Mi sono perciò accostato a questa bottiglia di nove anni con la sola aspettativa di trovare un vino corretto in condizioni passabili.

Ed invece sono rimasto stupefatto: uno tra gli assaggi più belli di questa mia estate.

Ha color limone carico, trasparente, luminoso. Rotando, lascia in velo sul calice.

Il profumo è intenso, concentrato. C’è un agrume caldo e sensuale, in evidenza: bergamotto, chinotto, cedro; un bouquet floreale bianco e giallo: come un campo di camomilla, col fieno appena tagliato e ridotto in balle che asciugano al sole; la frutta a polpa gialla: pesche e albicocche, mature, un’idea di banana; screziature di menta, di ruta, di olio d’oliva; una spaziatura tra il dolce e il saporito, con la cannella, la vaniglia, lo zafferano molto netto; c’è burro di cacao, e persino un ricordo nitido di botrite ed un tocco fumé. Si direbbe affinato in carati e con maestria, non fosse che la scheda del vino menziona solo l’acciaio.

Bella stoffa: di buon corpo, è polposo, ma agile, con un’acidità notevole; è salatissimo, minerale, dinamico, lungo, con finale di spalla larga su note di confettura, di frutta disidratata e fumé.
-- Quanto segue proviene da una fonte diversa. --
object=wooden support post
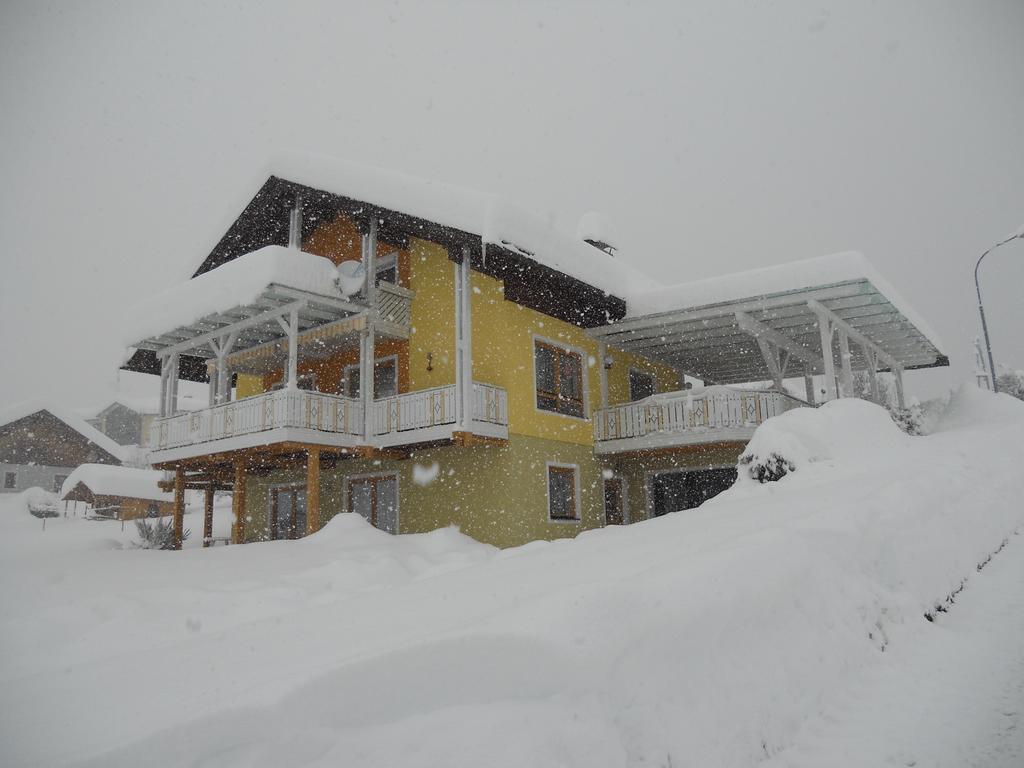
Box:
[174,466,185,549]
[839,329,853,397]
[815,312,837,400]
[203,484,213,547]
[597,341,606,408]
[804,366,815,406]
[231,459,246,544]
[306,447,319,536]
Un bianco sferico, appena un po’ marcato dalla confezione.

In sostanza, questo Ser Piero è l’affresco deciso di uno Chardonnay mediterraneo, maturo, di rara misura, che ben figura accanto vini più celebrati: penso ai non tanti Chardonnay toscani, ma soprattutto ad esempi del Nuovo Mondo, Californiani, Sudafricani, Australiani.

Allora, per capire, bisogna scavare un po’ più a fondo; non solo oltre l’etichetta, ma proprio nel terreno: il Montalbano, formazione che separa l’areale valdinievolino e fucecchiese dalla piana di Pistoia e Prato, ha numerosi suoli di matrice calcarea, più che le altre zone toscane. È noto: dalla Champagne allo Chablis, citando classiche zone d’elezione del vitigno, lo Chardonnay ama il calcare. E poi, alle pendici del Montalbano, metti le mani nude nella terra, vi trovi quantità di conchiglie fossili, come già aveva notato Leonardo Da Vinci, che le aveva ritratte nei suoi taccuini: c’era il mare qui, lui lo aveva inteso. Conchiglie: ancora calcare.

Poi, ovviamente, sul Montalbano ci sono quote, esposizioni, venti: microclimi felici in un territorio ancora naturale, affascinante, che meriterebbe più alta considerazione dal turista e da chi, a vario titolo, si occupa di vini.

Tornando al Ser Piero, ci sono senz’altro vini più fini e identitari, ma questo, pur con i suoi esotismi, si è lasciato scolpire virtuosamente dal tempo nei suoi nove anni di vetro e si beve con molto piacere; ad esempio, sulla nostra tavola, con spaghetti col sugo d’orata.